De lo que no cabe duda es de que nadie demostró una pasión por los saltos que llegase al punto de dedicarlos un libro con una extensa introducción escrita por él mismo. En el prefacio de Jump book, Halsman disertó, con una mezcla de academicismo y sorna, sobre la ciencia que bautizó como saltología. Escribió: "En este punto, los lectores bien documentados (los que no lo son, se saltan las introducciones) se preguntarán: todos estos saltos están bien, pero ¿para qué sirven? [ ] Toda nuestra civilización, comenzando por nuestra temprana educación, nos enseña cómo disimular nuestros pensamientos. [ ] Todo el mundo lleva una armadura. Nos escondemos tras una máscara. [ ] Durante el salto, el sujeto, en un repentino arrebato de energía, se ve sobrepasado por la gravedad. No puede controlar sus expresiones, sus músculos faciales. La máscara cae. La verdadera personalidad se vuelve visible. Uno sólo tiene que atraparla con su cámara".
Los críticos, que captaron la broma de la falsa teoría, comenzaron a llamar estas fotografías de saltos "el test Roschasch de Halsman", en referencia a la prueba basada en la interpretación de manchas amorfas ampliamente utilizada en psicología. Del análisis de las fotos, Halsman sacaba curiosas conclusiones acerca de la naturaleza humana. Por ejemplo, los saltos americanos son distintos de los británicos. Los presidentes de las compañías tienden a brincar con los brazos doblados y los periodistas los pegan al cuerpo.
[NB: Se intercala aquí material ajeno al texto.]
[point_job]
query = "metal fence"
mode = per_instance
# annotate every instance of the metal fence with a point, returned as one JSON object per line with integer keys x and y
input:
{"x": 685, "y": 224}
Y entre todos los hombres, el duque de Windsor fue el único que se descalzó antes de aplicarse a la tarea.
Después de aquel libro, Halsman aminoró el fervor por los saltos, aunque continuó trabajando, como fotógrafo y profesor, hasta su muerte, en Nueva York, en 1979. Siempre en el campo del retrato y trascendiendo al constreñido mundo de las celebridades. Para él, todas las caras escondían "el misterio de un ser humano". "Capturarlo se ha convertido en la meta y la pasión de mi vida", escribió.
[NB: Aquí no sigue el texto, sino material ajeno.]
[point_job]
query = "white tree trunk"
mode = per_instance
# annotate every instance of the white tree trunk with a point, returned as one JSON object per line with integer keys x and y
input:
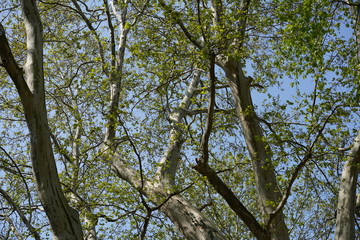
{"x": 64, "y": 220}
{"x": 345, "y": 218}
{"x": 268, "y": 192}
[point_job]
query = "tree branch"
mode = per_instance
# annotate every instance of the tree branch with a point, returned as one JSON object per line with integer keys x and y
{"x": 27, "y": 223}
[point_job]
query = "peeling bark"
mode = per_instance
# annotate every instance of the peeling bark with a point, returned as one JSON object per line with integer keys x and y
{"x": 64, "y": 220}
{"x": 268, "y": 192}
{"x": 345, "y": 219}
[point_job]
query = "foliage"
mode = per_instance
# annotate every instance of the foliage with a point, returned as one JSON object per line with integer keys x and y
{"x": 302, "y": 54}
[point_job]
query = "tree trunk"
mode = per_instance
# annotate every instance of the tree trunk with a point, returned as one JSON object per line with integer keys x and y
{"x": 268, "y": 192}
{"x": 345, "y": 218}
{"x": 64, "y": 220}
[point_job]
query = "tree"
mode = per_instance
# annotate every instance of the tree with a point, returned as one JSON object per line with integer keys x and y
{"x": 141, "y": 116}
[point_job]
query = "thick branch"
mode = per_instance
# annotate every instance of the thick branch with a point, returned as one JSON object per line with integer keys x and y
{"x": 234, "y": 203}
{"x": 345, "y": 220}
{"x": 169, "y": 161}
{"x": 21, "y": 214}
¿Cómo lo conseguía? En su libro Halsman at work, la respuesta tomaba la forma de un chiste. "El del francés que conocía 32 formas distintas de hacer el amor, pero había olvidado la natural. Uno no debe evitar esto. La primera regla es: recuerda el modo natural y directo. Es el más poderoso. Por raro que parezca, se olvida a menudo".